# Project Notebook I: Data Pre-processing

David Chen

In this notebook, we will accomplish the following:

* Load clinical data as a DataFrame `clinical`, required to define class label `clinical[Label] : bool`
* Load molecular data as an mxn DataFrame, `genes`. We will select the appropriate rows (patients) and match the `genes` DataFrame with the `clinical` data.

In [1]:
import pandas as pd 
import numpy as np
import matplotlib.pyplot as plt
%matplotlib inline

import sagemaker
from sagemaker import get_execution_role

In [2]:
## My custom helper functions
from helpers import *

## Step 0. Load Sagemaker Resources

The data downloaded has been uploaded to S3 default bucket manually.

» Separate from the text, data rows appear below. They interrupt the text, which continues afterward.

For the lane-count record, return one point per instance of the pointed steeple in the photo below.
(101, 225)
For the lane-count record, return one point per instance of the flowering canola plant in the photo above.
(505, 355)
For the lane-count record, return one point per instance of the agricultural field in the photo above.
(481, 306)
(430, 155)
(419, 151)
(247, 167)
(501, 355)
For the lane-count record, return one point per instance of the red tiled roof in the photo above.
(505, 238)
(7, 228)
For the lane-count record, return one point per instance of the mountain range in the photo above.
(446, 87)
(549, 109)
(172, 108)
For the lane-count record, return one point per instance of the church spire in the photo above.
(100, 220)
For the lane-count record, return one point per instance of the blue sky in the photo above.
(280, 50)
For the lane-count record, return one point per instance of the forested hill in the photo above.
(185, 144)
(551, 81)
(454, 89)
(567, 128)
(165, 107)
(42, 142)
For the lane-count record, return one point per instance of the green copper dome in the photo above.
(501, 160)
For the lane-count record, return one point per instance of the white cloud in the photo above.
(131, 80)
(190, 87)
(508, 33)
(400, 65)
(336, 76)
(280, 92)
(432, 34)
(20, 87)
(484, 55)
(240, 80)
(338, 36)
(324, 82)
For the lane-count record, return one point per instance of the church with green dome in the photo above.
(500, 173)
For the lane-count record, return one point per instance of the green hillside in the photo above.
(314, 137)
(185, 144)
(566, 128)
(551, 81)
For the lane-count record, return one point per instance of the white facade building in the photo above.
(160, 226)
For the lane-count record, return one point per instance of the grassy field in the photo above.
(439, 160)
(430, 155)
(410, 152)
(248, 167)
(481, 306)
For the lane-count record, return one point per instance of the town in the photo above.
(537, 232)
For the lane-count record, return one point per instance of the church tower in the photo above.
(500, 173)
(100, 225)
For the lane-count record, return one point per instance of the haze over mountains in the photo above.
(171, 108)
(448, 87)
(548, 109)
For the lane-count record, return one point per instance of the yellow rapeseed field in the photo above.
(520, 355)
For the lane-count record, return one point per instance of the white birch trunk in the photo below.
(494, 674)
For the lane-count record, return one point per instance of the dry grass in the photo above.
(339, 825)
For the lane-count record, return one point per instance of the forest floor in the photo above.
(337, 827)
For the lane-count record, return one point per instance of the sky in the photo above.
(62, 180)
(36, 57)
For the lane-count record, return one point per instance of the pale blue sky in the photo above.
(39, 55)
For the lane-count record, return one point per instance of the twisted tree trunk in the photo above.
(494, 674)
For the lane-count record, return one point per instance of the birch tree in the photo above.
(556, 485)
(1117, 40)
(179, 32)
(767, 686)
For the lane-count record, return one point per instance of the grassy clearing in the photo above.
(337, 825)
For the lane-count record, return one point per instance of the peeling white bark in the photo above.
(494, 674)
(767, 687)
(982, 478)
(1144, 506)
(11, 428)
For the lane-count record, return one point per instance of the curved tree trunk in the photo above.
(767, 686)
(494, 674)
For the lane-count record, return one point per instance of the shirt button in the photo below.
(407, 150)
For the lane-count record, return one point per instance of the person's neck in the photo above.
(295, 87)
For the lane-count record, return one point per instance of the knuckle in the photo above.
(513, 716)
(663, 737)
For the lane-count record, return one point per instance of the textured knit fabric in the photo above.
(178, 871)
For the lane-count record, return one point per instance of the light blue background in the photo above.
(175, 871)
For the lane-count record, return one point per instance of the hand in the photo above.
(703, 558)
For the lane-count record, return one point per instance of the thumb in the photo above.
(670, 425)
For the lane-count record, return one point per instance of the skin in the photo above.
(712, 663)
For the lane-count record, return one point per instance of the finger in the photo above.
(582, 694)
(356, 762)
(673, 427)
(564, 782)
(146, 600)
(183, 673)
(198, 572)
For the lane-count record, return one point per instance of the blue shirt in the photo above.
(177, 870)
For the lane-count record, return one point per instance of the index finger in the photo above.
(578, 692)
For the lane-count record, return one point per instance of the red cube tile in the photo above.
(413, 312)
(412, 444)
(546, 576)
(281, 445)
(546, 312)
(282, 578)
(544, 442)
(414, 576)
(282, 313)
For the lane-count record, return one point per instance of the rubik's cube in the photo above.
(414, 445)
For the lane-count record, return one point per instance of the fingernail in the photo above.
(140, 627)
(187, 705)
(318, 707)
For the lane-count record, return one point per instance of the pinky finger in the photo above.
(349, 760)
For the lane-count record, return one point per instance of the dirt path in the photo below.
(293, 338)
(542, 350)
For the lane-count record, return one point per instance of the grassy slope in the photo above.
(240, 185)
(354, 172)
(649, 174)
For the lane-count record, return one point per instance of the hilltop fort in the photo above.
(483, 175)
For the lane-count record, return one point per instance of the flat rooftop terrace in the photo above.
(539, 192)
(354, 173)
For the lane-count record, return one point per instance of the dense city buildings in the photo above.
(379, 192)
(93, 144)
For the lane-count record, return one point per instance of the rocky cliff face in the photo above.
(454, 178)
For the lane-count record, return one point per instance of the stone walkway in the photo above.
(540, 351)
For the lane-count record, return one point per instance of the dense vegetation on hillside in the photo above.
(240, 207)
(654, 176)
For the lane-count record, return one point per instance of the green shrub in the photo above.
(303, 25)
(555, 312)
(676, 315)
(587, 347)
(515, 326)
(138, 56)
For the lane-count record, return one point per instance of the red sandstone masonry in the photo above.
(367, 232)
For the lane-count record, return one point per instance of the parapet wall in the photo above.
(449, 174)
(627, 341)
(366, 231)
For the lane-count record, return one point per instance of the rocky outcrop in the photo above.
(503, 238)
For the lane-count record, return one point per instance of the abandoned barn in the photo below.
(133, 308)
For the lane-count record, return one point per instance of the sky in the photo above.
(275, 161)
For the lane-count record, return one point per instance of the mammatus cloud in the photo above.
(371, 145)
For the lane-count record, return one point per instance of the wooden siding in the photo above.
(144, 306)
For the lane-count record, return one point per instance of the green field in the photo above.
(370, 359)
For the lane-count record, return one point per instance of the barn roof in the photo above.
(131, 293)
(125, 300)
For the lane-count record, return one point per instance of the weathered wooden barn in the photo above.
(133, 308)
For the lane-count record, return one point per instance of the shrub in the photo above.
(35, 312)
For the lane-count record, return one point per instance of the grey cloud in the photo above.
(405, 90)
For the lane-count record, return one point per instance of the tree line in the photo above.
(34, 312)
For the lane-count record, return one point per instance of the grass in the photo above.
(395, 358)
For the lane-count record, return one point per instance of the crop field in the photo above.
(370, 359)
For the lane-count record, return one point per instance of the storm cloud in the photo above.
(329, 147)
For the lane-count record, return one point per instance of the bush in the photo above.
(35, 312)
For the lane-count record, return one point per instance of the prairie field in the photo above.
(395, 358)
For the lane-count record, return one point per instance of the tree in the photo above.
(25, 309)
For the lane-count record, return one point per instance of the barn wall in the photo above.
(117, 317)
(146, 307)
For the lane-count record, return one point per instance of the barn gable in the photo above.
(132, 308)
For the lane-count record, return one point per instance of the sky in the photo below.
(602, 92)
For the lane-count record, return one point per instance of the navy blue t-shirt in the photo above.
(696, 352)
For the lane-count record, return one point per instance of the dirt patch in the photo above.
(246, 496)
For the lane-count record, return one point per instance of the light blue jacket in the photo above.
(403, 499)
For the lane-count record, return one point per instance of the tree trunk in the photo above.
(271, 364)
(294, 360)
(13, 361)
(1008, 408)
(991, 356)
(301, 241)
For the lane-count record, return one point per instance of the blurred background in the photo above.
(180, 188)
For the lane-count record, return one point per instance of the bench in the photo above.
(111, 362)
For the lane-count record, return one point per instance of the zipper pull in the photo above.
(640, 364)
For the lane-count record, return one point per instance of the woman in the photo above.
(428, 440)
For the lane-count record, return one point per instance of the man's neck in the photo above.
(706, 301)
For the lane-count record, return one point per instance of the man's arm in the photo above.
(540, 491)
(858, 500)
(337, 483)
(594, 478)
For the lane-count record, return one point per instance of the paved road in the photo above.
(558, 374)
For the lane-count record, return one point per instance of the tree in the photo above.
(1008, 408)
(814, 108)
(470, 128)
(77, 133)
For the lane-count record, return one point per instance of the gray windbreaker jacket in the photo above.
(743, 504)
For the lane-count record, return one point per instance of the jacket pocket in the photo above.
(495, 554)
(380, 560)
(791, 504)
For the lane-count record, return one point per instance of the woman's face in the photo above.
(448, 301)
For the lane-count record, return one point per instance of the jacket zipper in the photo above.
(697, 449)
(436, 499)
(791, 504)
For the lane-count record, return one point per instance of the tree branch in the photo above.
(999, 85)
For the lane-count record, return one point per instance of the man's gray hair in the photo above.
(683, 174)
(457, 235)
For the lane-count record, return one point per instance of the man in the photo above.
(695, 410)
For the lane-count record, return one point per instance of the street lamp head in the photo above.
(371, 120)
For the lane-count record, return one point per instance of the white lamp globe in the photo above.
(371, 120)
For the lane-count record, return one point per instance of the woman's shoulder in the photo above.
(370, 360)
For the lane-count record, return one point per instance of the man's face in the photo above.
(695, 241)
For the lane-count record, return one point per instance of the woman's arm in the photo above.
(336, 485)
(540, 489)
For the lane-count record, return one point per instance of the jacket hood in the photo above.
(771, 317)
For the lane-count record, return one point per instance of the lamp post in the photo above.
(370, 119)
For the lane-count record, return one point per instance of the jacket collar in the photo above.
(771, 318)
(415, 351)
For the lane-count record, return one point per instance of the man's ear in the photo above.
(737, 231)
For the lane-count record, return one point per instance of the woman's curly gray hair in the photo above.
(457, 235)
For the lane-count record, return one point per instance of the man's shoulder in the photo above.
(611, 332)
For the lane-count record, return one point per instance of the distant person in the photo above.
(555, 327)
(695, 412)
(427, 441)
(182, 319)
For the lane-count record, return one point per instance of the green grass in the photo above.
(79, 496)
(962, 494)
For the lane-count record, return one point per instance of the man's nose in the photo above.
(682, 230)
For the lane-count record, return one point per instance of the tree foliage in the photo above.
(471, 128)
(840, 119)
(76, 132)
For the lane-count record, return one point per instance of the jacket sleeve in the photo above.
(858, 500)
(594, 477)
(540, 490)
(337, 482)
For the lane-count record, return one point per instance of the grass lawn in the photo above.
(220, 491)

Note: These Jupyter Notebooks and associated S3 objects were on my personal AWS account.

In [3]:
sagemaker_session = sagemaker.Session()
sagemaker_session

<sagemaker.session.Session at 0x7f6a140a8f28>

In [4]:
role = sagemaker.get_execution_role()
role

'arn:aws:iam::644307290749:role/service-role/AmazonSageMaker-ExecutionRole-20210527T073969'

In [5]:
bucket = sagemaker_session.default_bucket()
bucket

'sagemaker-us-west-1-644307290749'

In [6]:
reveal_bucket(bucket)

'assets/'

## Step 1. Load & Handle Gene Features 

Gene features and clinical annotations (required for defining class label) are uploaded to my S3 buckets. 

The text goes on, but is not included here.